Effect of excluded volume and chain flexibility on depletion interaction between proteins

The depletion interaction between weakly charged protein molecules caused by neutral non-adsorbing polymers was studied using the canonical Monte Carlo simulations. Effects of the polymer flexibility, excluded volume, chain length, and added salt were thoroughly investigated. All particles were modeled as either charged or uncharged hard spheres. Neutral monomers were connected into polymers with varying degree of polymerization and flexibility. The protein-protein radial distribution function value at the protein contact distance was taken as a measure of the efficiency of polymers to destabilize a model solution. This effect was increased with increasing degree of polymerization, which conforms to previous studies, and is caused by larger radius of gyration. Increased monomer-monomer bond flexibility also leads to larger radius of gyration, which in turn brings protein closer to each other.
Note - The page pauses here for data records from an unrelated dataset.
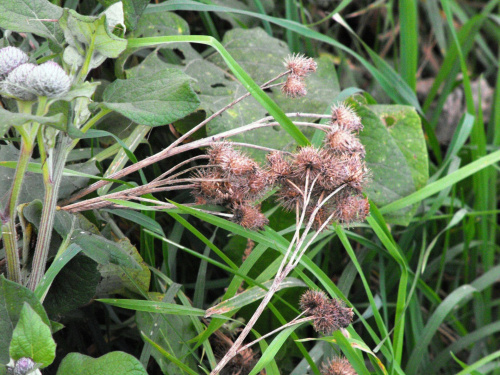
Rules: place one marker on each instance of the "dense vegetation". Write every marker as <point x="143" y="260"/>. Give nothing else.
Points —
<point x="180" y="178"/>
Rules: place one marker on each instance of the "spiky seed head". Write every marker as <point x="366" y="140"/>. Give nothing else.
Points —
<point x="346" y="118"/>
<point x="23" y="366"/>
<point x="209" y="186"/>
<point x="312" y="300"/>
<point x="289" y="196"/>
<point x="352" y="209"/>
<point x="248" y="216"/>
<point x="16" y="82"/>
<point x="332" y="316"/>
<point x="11" y="58"/>
<point x="308" y="160"/>
<point x="49" y="80"/>
<point x="294" y="87"/>
<point x="337" y="366"/>
<point x="278" y="167"/>
<point x="300" y="65"/>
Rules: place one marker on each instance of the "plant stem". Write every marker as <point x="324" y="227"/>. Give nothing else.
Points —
<point x="9" y="233"/>
<point x="52" y="184"/>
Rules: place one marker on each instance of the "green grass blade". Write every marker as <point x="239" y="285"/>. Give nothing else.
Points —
<point x="408" y="19"/>
<point x="442" y="183"/>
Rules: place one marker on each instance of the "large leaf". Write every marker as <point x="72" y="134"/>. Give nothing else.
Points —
<point x="262" y="57"/>
<point x="114" y="363"/>
<point x="82" y="232"/>
<point x="83" y="31"/>
<point x="152" y="99"/>
<point x="23" y="16"/>
<point x="395" y="154"/>
<point x="74" y="286"/>
<point x="132" y="8"/>
<point x="12" y="298"/>
<point x="32" y="338"/>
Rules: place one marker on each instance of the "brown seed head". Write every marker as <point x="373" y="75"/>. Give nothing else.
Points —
<point x="288" y="196"/>
<point x="343" y="141"/>
<point x="278" y="167"/>
<point x="209" y="186"/>
<point x="294" y="87"/>
<point x="300" y="65"/>
<point x="351" y="208"/>
<point x="346" y="118"/>
<point x="332" y="316"/>
<point x="337" y="366"/>
<point x="308" y="159"/>
<point x="248" y="216"/>
<point x="219" y="152"/>
<point x="312" y="300"/>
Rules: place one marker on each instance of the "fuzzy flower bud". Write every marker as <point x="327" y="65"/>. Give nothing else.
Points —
<point x="329" y="314"/>
<point x="294" y="87"/>
<point x="312" y="300"/>
<point x="249" y="217"/>
<point x="23" y="366"/>
<point x="49" y="80"/>
<point x="300" y="65"/>
<point x="337" y="366"/>
<point x="11" y="58"/>
<point x="15" y="83"/>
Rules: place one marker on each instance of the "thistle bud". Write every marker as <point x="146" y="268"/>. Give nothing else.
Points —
<point x="249" y="217"/>
<point x="337" y="366"/>
<point x="346" y="118"/>
<point x="11" y="58"/>
<point x="24" y="366"/>
<point x="278" y="167"/>
<point x="309" y="159"/>
<point x="15" y="84"/>
<point x="300" y="65"/>
<point x="312" y="300"/>
<point x="49" y="80"/>
<point x="294" y="87"/>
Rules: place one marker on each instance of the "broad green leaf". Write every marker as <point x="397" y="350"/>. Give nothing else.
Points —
<point x="85" y="89"/>
<point x="170" y="331"/>
<point x="83" y="31"/>
<point x="262" y="58"/>
<point x="123" y="280"/>
<point x="83" y="233"/>
<point x="12" y="298"/>
<point x="15" y="119"/>
<point x="23" y="16"/>
<point x="152" y="99"/>
<point x="74" y="286"/>
<point x="251" y="295"/>
<point x="114" y="363"/>
<point x="161" y="24"/>
<point x="395" y="154"/>
<point x="132" y="8"/>
<point x="32" y="338"/>
<point x="56" y="266"/>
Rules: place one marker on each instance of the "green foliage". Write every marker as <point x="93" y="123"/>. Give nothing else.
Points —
<point x="114" y="363"/>
<point x="32" y="338"/>
<point x="419" y="274"/>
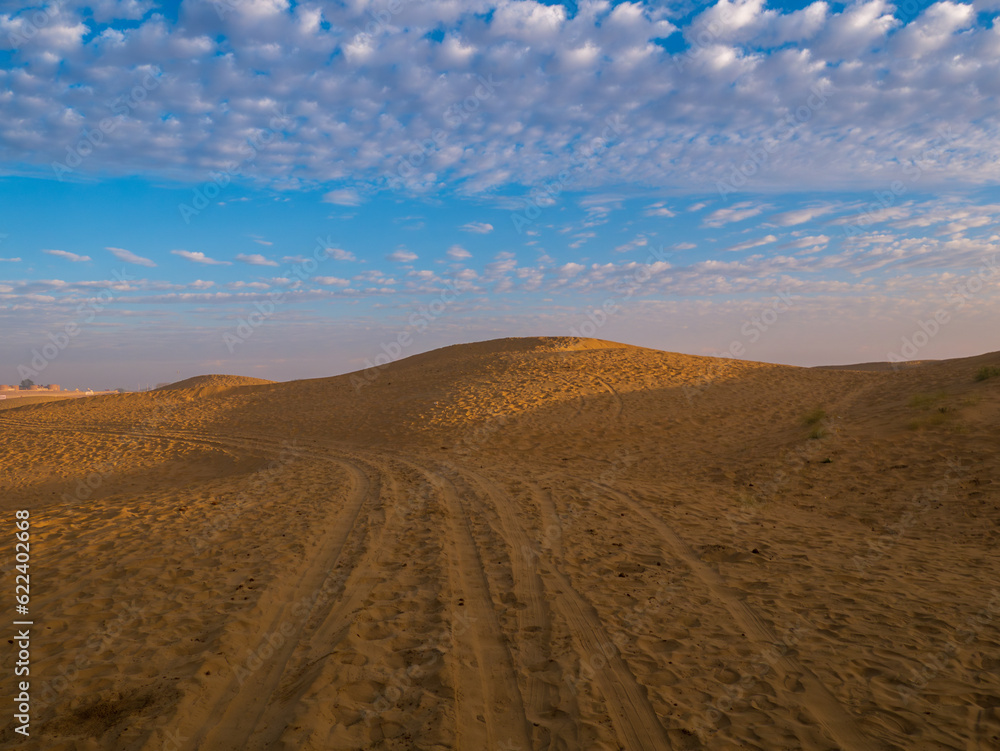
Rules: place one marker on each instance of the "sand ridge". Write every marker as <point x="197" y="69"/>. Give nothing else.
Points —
<point x="548" y="543"/>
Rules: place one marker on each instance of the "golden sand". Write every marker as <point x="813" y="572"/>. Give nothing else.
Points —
<point x="519" y="544"/>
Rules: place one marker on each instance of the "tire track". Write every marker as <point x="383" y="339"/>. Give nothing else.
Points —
<point x="489" y="706"/>
<point x="635" y="721"/>
<point x="815" y="697"/>
<point x="533" y="619"/>
<point x="237" y="708"/>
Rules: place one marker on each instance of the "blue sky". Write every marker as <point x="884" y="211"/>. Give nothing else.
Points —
<point x="660" y="174"/>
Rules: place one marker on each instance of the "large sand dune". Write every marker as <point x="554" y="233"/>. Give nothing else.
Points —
<point x="520" y="544"/>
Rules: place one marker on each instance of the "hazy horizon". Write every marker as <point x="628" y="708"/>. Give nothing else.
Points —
<point x="340" y="176"/>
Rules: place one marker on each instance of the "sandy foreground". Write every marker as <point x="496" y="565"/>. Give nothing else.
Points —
<point x="519" y="544"/>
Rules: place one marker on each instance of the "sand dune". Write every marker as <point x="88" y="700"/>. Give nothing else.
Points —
<point x="549" y="543"/>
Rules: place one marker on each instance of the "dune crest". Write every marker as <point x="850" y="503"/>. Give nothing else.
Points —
<point x="544" y="543"/>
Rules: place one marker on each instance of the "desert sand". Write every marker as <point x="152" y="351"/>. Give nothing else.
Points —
<point x="544" y="543"/>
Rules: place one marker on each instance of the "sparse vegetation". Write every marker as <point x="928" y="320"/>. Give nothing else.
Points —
<point x="932" y="420"/>
<point x="987" y="371"/>
<point x="815" y="416"/>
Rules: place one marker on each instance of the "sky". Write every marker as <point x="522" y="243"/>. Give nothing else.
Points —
<point x="300" y="189"/>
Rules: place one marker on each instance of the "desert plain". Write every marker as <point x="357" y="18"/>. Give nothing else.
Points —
<point x="550" y="543"/>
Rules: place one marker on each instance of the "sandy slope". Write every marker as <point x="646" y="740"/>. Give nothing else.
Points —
<point x="519" y="544"/>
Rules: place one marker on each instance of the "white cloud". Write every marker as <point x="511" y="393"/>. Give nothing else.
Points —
<point x="687" y="119"/>
<point x="343" y="197"/>
<point x="747" y="244"/>
<point x="129" y="257"/>
<point x="481" y="228"/>
<point x="800" y="216"/>
<point x="255" y="259"/>
<point x="198" y="257"/>
<point x="402" y="256"/>
<point x="658" y="209"/>
<point x="67" y="255"/>
<point x="639" y="242"/>
<point x="736" y="213"/>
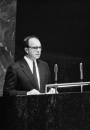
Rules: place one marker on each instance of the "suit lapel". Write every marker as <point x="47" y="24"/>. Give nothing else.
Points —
<point x="41" y="74"/>
<point x="28" y="73"/>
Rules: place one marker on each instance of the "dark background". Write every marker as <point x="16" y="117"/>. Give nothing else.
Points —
<point x="63" y="28"/>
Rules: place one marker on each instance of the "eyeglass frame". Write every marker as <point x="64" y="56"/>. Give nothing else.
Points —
<point x="35" y="47"/>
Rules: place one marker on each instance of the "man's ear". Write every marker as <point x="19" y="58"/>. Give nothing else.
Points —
<point x="26" y="50"/>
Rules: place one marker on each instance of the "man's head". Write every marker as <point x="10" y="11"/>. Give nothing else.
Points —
<point x="32" y="48"/>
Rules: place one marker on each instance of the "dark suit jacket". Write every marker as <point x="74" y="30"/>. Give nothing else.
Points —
<point x="19" y="78"/>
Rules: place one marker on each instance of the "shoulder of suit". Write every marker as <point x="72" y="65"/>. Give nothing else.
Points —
<point x="42" y="62"/>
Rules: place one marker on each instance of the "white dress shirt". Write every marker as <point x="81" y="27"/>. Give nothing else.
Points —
<point x="30" y="63"/>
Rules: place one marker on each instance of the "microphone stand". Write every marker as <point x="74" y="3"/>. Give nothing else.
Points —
<point x="81" y="75"/>
<point x="55" y="71"/>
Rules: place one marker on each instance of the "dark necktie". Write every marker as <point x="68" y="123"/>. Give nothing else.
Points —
<point x="34" y="73"/>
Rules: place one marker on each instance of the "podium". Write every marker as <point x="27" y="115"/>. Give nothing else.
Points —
<point x="63" y="85"/>
<point x="67" y="111"/>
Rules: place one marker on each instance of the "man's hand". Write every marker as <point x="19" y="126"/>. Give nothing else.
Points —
<point x="33" y="92"/>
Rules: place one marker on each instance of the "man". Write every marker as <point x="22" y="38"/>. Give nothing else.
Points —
<point x="20" y="79"/>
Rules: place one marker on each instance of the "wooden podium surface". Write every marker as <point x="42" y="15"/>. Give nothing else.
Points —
<point x="68" y="111"/>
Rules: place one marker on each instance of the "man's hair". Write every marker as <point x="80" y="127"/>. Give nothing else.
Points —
<point x="26" y="40"/>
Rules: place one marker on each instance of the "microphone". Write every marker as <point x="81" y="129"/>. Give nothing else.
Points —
<point x="56" y="71"/>
<point x="81" y="71"/>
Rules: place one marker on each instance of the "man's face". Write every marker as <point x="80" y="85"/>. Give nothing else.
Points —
<point x="34" y="49"/>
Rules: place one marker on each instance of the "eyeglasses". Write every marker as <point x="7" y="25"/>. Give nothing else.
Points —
<point x="35" y="47"/>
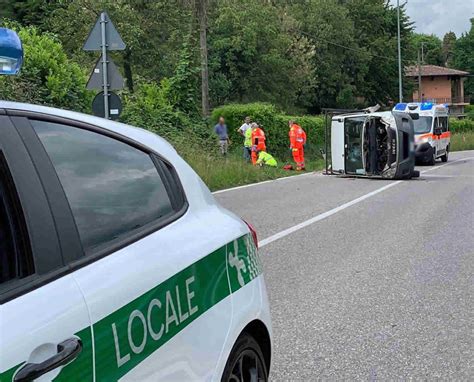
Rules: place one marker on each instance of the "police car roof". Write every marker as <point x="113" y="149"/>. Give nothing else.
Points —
<point x="142" y="136"/>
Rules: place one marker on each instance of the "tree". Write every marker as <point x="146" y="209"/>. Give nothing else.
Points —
<point x="47" y="77"/>
<point x="201" y="12"/>
<point x="464" y="57"/>
<point x="449" y="42"/>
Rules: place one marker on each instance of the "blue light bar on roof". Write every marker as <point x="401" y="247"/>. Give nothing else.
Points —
<point x="11" y="52"/>
<point x="400" y="106"/>
<point x="426" y="106"/>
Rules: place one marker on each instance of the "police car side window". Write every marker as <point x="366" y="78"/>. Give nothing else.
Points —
<point x="114" y="189"/>
<point x="15" y="257"/>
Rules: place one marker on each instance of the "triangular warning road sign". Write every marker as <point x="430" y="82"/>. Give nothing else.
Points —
<point x="112" y="37"/>
<point x="115" y="79"/>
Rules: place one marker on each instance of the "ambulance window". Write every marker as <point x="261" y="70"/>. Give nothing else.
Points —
<point x="114" y="190"/>
<point x="443" y="123"/>
<point x="15" y="258"/>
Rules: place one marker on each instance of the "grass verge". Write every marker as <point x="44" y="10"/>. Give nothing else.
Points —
<point x="462" y="141"/>
<point x="224" y="172"/>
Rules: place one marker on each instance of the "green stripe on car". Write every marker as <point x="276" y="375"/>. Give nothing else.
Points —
<point x="126" y="337"/>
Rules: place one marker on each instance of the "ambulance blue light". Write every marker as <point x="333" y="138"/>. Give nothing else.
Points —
<point x="11" y="52"/>
<point x="426" y="106"/>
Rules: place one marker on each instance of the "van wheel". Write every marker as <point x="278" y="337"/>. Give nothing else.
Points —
<point x="245" y="363"/>
<point x="444" y="158"/>
<point x="432" y="160"/>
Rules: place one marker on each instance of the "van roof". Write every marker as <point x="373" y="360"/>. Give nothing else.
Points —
<point x="422" y="108"/>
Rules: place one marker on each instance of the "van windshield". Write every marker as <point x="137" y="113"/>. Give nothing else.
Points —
<point x="422" y="125"/>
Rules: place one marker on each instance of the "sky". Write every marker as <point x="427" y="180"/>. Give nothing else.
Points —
<point x="440" y="16"/>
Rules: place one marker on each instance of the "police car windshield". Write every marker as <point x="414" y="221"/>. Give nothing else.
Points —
<point x="422" y="125"/>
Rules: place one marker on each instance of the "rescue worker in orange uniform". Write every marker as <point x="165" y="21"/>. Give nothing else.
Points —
<point x="258" y="142"/>
<point x="297" y="142"/>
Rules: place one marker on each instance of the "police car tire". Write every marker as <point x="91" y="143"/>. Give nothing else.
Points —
<point x="245" y="345"/>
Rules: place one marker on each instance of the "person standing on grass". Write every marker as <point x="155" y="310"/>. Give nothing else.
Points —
<point x="221" y="130"/>
<point x="242" y="130"/>
<point x="297" y="142"/>
<point x="258" y="142"/>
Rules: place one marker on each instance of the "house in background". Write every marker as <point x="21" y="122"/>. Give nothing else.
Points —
<point x="440" y="85"/>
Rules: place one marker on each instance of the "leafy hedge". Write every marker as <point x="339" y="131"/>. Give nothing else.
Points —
<point x="150" y="108"/>
<point x="275" y="125"/>
<point x="461" y="125"/>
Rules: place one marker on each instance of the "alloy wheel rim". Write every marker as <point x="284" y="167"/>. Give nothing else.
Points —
<point x="248" y="368"/>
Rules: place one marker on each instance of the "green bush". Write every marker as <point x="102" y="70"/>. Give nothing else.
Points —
<point x="47" y="77"/>
<point x="275" y="125"/>
<point x="150" y="108"/>
<point x="461" y="125"/>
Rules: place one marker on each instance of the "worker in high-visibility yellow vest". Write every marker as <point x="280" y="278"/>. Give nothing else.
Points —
<point x="266" y="159"/>
<point x="248" y="144"/>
Excluded volume effect was evaluated through comparison of Monte Carlo simulation data using explicit chains composed of either point-like or spherical monomers. At sufficiently high polymer concentration the model system undergoes phase separation. The classical Asakura-Oosawa treatment of depletion interaction underestimates the effect of excluded volume of polymers. Experimental scattering intensities and osmotic second virial coefficients for certain protein-polymer-salt systems were compared to the results of computer simulations. A semi-quantitative agreement was found.